Developers and business leaders around the world are just beginning to realize what’s possible when the natural user interface capabilities of Kinect are made available for commercial use in Windows environments. I look forward to seeing the innovative things Chinese companies do with this voice and gesture technology, as well as the business and societal problems they are able to solve with it.

Kinect for Windows availability: current and coming soon


The updated SDK gives developers more powerful sensor data tools and better ease of use, while offering businesses the ability to deploy in more places. The updated SDK includes:

Extended sensor data access

  • Data from the sensor's 3-axis accelerometer is now exposed in the API. This enables detection of the sensor's orientation.
  • Extended-range depth data now provides details beyond 4 meters. Extended-range depth data is data beyond the tested and certified ranges and is therefore lower accuracy. For those developers who want access to this data, it’s now available.
  • Color camera settings, such as brightness and exposure, can now be set explicitly by the application, allowing developers to tune a Kinect for Windows sensor’s environment.
  • The infrared stream is now exposed in the API. This means developers can use the infrared stream in many scenarios, such as calibrating other color cameras to the depth sensor or capturing grayscale images in low-light situations.
  • The updated SDK used with the Kinect for Windows sensors allows for faster toggling of IR to support multiple overlapping sensors.

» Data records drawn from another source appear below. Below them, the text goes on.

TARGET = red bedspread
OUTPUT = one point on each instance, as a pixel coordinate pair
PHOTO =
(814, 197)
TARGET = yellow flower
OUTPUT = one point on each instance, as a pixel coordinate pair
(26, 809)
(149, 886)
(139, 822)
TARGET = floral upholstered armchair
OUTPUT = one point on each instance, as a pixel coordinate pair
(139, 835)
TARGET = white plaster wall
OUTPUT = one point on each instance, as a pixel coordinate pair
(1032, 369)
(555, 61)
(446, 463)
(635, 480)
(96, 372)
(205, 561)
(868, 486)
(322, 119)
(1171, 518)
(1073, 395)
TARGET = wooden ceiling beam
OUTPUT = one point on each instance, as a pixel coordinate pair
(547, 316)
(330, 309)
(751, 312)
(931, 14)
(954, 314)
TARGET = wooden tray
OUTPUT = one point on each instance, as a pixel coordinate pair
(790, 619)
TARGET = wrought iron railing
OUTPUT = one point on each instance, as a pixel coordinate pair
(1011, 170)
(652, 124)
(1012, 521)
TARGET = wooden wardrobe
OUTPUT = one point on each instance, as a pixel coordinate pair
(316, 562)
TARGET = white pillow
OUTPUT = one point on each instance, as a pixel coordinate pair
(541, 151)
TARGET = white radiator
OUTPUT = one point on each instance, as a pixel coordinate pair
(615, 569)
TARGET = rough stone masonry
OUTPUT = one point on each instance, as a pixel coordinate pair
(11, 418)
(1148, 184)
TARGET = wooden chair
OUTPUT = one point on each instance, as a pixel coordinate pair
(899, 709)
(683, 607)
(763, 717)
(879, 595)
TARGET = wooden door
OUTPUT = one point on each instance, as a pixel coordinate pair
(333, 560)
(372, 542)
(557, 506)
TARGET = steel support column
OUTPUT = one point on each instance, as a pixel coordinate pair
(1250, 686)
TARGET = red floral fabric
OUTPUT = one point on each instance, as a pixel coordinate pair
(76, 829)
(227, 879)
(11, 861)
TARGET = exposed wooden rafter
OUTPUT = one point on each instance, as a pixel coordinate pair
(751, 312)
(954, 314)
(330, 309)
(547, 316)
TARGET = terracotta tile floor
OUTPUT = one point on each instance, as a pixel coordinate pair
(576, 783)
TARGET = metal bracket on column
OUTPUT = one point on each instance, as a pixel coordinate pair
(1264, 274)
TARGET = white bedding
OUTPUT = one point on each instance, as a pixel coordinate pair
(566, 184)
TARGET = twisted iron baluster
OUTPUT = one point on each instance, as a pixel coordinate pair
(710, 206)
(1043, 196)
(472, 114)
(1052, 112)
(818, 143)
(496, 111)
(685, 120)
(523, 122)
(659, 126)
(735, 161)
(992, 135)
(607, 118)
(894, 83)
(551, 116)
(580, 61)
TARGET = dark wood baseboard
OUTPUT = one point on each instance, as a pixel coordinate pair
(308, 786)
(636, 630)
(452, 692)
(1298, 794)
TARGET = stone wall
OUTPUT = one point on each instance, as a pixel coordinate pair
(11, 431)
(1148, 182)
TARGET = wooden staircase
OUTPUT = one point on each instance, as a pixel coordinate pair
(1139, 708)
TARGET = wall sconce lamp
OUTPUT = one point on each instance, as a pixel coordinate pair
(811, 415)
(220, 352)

Access to all this data means new experiences are possible: Whole new scenarios open up, such as monitoring manufacturing processes with extended-range depth data. Building solutions that work in low-light settings becomes a reality with IR stream exposure, such as in theaters and light-controlled museums. And developers can tailor applications to work in different environments with the numerous color camera settings, which enhance an application’s ability to work perfectly for end users.

One of the new samples released demonstrates a best-in-class UI based on the Kinect for Windows

One of the new samples released demonstrates a best-in-class UI based on the Kinect for Windows
Human Interface Guidelines called the Basic Interactions – WPF sample.

Improved developer tools

  • Kinect Studio has been updated to support all new sensor data features.
  • The SDK ships with a German speech recognition language pack that has been optimized for the sensor's microphone array.
  • Skeletal tracking is now supported on multiple sensors within a single application.
  • New samples show how to use all the new SDK features. Additionally, a fantastic new sample has been released that demonstrates a best-in-class UI based on the Kinect for Windows Human Interface Guidelines called the Basic Interactions – WPF sample.

We are committed to continuing to make it easier and easier for developers to create amazing applications. That’s why we continue to invest in tools and resources like these. We want to do the heavy lifting behind the scenes so the technologists using our platform can focus on making their specific solutions great. For instance, people have been using our Human Interface Guidelines (HIG) to design more natural, intuitive interactions since we released last May. Now, the Basic Interactions sample brings to life the best practices that we described in the HIG and can be easily repurposed.

Greater support for operating systems

  • Windows 8 compatibility. By using the updated Kinect for Windows SDK, you can develop a Kinect for Windows solution for Windows 8 desktop applications.
  • The latest SDK supports development with Visual Studio 2012 and the new Microsoft .NET Framework 4.5.
  • The Kinect for Windows sensor now works on Windows running in a virtual machine (VM) and has been tested with the following VM environments: Microsoft Hyper-V, VMWare, and Parallels. 

Windows 8 compatibility and VM support now mean Kinect for Windows can be in more places, on more devices. We want our business customers to be able to build and deploy their solutions where they want, using the latest tools, operating systems, and programming languages available today.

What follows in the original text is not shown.